Helpful Plain Language Resources

Today’s helpful resource is the’s web language guidelines. While the whole thing is worth at least a skim, we’ve already covered a lot of the content in depth (see, for instance, the content redevelopment series). But I want to just briefly dive into the section labeled Follow Web Standards. There are four items that get their own subsection:

Avoid FAQs: We’ve talked about this before, but it’s worth revisiting. FAQ pages tend to be disorganized and hard to process. Try to eliminate them where you can.

Write effective links: We’ve also mentioned this in the context of accessibility, but it also makes a lot of sense from a usability perspective. Clear links are easier to use.

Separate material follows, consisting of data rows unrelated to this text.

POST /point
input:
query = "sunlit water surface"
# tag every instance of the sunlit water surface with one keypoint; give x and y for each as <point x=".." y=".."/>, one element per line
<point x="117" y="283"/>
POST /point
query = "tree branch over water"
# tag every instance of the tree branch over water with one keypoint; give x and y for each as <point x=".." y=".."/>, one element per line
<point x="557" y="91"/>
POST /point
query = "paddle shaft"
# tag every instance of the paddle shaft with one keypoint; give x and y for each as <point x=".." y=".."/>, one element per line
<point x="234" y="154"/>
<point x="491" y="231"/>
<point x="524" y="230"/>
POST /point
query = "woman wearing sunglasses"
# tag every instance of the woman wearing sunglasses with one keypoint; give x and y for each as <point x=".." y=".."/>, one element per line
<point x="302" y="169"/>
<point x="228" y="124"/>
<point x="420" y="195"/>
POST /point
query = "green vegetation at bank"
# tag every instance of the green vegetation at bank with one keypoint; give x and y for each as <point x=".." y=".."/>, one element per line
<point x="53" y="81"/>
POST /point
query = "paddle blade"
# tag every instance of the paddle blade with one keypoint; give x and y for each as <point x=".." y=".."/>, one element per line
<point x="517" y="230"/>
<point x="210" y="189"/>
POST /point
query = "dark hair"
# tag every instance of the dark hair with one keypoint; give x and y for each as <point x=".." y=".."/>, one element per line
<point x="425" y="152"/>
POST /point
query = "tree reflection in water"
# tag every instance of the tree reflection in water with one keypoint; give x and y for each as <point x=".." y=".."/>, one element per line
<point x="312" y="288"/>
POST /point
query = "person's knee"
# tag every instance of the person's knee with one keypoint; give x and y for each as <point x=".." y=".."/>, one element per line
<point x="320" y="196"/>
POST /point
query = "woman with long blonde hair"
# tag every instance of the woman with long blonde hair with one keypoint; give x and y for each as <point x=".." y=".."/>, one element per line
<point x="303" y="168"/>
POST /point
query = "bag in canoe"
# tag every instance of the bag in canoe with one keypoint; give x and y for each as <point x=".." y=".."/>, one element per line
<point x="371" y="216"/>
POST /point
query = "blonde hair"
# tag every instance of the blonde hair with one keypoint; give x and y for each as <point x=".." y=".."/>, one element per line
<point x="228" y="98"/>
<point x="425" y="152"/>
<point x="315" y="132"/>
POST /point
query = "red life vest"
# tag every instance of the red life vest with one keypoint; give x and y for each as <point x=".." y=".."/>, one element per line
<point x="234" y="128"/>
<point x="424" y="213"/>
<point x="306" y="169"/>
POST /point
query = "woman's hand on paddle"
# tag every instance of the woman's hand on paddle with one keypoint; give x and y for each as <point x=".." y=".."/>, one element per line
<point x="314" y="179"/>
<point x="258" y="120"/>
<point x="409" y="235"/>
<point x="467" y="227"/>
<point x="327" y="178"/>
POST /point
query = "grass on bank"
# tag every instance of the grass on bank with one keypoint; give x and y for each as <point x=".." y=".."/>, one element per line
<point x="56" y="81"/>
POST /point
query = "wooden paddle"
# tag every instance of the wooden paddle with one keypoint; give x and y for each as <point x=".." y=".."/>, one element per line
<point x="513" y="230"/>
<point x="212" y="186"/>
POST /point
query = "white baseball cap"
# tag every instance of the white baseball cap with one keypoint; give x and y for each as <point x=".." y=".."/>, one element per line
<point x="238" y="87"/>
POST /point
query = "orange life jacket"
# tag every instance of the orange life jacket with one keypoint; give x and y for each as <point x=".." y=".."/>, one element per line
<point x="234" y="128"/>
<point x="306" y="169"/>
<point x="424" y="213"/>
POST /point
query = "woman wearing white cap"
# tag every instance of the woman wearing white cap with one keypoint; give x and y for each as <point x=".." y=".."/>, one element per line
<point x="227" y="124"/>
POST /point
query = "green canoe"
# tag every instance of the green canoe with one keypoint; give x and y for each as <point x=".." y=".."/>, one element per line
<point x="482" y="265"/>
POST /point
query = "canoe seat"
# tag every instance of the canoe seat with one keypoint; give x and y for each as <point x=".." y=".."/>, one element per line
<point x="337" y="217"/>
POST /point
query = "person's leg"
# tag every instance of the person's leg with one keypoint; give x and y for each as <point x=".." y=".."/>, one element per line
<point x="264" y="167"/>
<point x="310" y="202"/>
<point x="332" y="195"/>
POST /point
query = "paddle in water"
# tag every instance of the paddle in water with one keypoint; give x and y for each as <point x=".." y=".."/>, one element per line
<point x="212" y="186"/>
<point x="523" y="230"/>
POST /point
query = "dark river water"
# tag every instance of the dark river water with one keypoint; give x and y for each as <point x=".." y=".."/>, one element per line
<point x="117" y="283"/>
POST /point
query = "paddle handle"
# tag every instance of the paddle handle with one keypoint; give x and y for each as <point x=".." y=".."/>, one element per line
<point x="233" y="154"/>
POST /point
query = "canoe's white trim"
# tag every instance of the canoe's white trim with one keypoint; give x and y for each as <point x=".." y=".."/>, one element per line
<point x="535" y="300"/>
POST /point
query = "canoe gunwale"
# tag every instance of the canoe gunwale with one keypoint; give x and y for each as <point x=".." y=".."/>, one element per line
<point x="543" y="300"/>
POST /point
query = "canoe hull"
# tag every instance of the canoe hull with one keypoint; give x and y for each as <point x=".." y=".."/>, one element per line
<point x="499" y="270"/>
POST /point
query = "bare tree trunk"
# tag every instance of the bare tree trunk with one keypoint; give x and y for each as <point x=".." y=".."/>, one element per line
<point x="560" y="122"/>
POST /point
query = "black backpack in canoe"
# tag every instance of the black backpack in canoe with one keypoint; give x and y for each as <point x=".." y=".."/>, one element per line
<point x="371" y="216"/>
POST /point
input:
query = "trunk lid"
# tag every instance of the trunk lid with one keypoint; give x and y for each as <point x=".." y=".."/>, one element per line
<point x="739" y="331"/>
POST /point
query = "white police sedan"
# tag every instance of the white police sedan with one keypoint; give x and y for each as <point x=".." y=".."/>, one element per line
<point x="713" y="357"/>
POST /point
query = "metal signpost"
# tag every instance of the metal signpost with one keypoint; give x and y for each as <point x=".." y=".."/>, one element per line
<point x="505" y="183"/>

Repurpose print materials for the web: I think there’s some text here that’s worth quoting:

Don’t cut and paste the text of print documents to create web content. People are more likely to leave your webpage, potentially costing you time and money, because they will not take the time to find what they are looking for.

Print writing is different from web writing.

If you’ve created print materials, you’re going to need to rework them if you want them to be effective on the web. Make sure you’re speaking directly to the page visitor, and using conversational, but clear language. The purpose of print content is different than the purpose of web content.

Avoid PDF overhead: Here’s another quick quote:

The Nielsen Norman Group has done multiple studies on PDFs and has consistently found that users hate them and avoid reading them at all costs.

That should speak for itself. Avoid posting PDFs unless there’s no other option, or unless you need a document to print a certain way.